Anton and I have just brought CTD cast number 45 to light. While we are once again shaking freshly tapped bottles with great enthusiasm, I think I can make out question marks in Jamileh’s expression as she smiles good morning to us. That’s what everyone here seems to be thinking: 45 CTD casts already? And many of them in the same place? Why all this? We should know the water once we’ve “measured” it, right? Well, somehow we do.
“Our” CTD, which biologists prefer to call a “water sampler”, is moved out of the side of the hangar, lowered and in the basic version measures Conductivity (salinity), Temperature and pressure (Depth) quasi continuously (at 24 Hz), ideally down to the seafloor. In addition, oxygen and fluorescence are measured, which makes it possible to estimate biological productivity (see previous blog entries by Nicole and Manfred). As an addition, water samples can be taken at various depths using the 24 Niskin bottles (Manfred is by far our best customer in this respect). For oceanographers, however, the continuous measurements of temperature and salinity are of crucial importance, as they allow us to see how stable the water is stratified, for example, or to deduce the origin of the water masses and geostrophic currents. This is important information that forms the framework conditions that strongly influence the local ecosystem. In order to achieve maximum precision in the physical measurements, I take water samples myself “only” to calibrate the oxygen and salinity sensors later, but not to analyze the suspicious living beings in it.

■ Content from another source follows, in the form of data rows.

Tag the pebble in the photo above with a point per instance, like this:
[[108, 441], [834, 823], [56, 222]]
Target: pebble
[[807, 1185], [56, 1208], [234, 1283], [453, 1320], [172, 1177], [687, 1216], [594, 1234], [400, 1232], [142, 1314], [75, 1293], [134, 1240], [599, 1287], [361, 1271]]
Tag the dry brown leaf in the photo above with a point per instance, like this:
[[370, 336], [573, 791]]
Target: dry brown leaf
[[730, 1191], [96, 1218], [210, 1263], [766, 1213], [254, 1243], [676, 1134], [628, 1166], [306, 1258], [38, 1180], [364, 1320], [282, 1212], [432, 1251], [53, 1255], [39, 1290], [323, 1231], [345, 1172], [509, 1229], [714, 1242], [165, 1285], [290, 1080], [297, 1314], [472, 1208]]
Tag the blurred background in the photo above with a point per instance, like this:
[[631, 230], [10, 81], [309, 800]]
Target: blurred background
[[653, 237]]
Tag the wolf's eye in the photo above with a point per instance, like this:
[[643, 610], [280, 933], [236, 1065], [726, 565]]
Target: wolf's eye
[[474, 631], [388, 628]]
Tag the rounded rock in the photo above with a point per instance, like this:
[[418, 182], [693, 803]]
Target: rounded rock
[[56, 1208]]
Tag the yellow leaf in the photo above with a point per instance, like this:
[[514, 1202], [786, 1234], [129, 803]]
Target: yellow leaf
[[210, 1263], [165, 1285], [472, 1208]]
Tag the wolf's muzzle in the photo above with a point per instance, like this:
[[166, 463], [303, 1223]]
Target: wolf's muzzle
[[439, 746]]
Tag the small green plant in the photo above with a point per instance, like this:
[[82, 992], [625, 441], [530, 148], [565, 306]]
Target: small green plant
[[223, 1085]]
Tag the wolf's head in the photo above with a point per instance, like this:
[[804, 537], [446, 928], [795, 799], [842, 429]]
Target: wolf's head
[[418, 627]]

Most of the deployments to date have been close to shore at a depth of about 1500 meters. The following figure shows one of our precious deeper profiles down to a depth of almost 3300 meters. Here, the top 100 meters form the so-called “mixed layer”, in which all measured variables are well mixed by the wind. We observe that the depth of this surface layer varies, but is generally comparatively thick – as is typical for the winter months at these latitudes. At our first station, the mixed layer depth was even around 200m! Temperature (red), salt (blue), oxygen (yellow) and chlorophyll (green) draw practically vertical lines in the diagram. Interestingly, a maximum of chlorophyll often forms exactly at or below the surface layer, which serves as an indicator for the presence of phytoplankton (see Nicole’s and Manfred’s blog entry on “Micro-Creatures”). Although phytoplankton is basically autotrophic, i.e. dependent on sunlight, it can survive in this rather deep layer with very little sunlight. One reason for this is the increased nutrient content in deeper layers.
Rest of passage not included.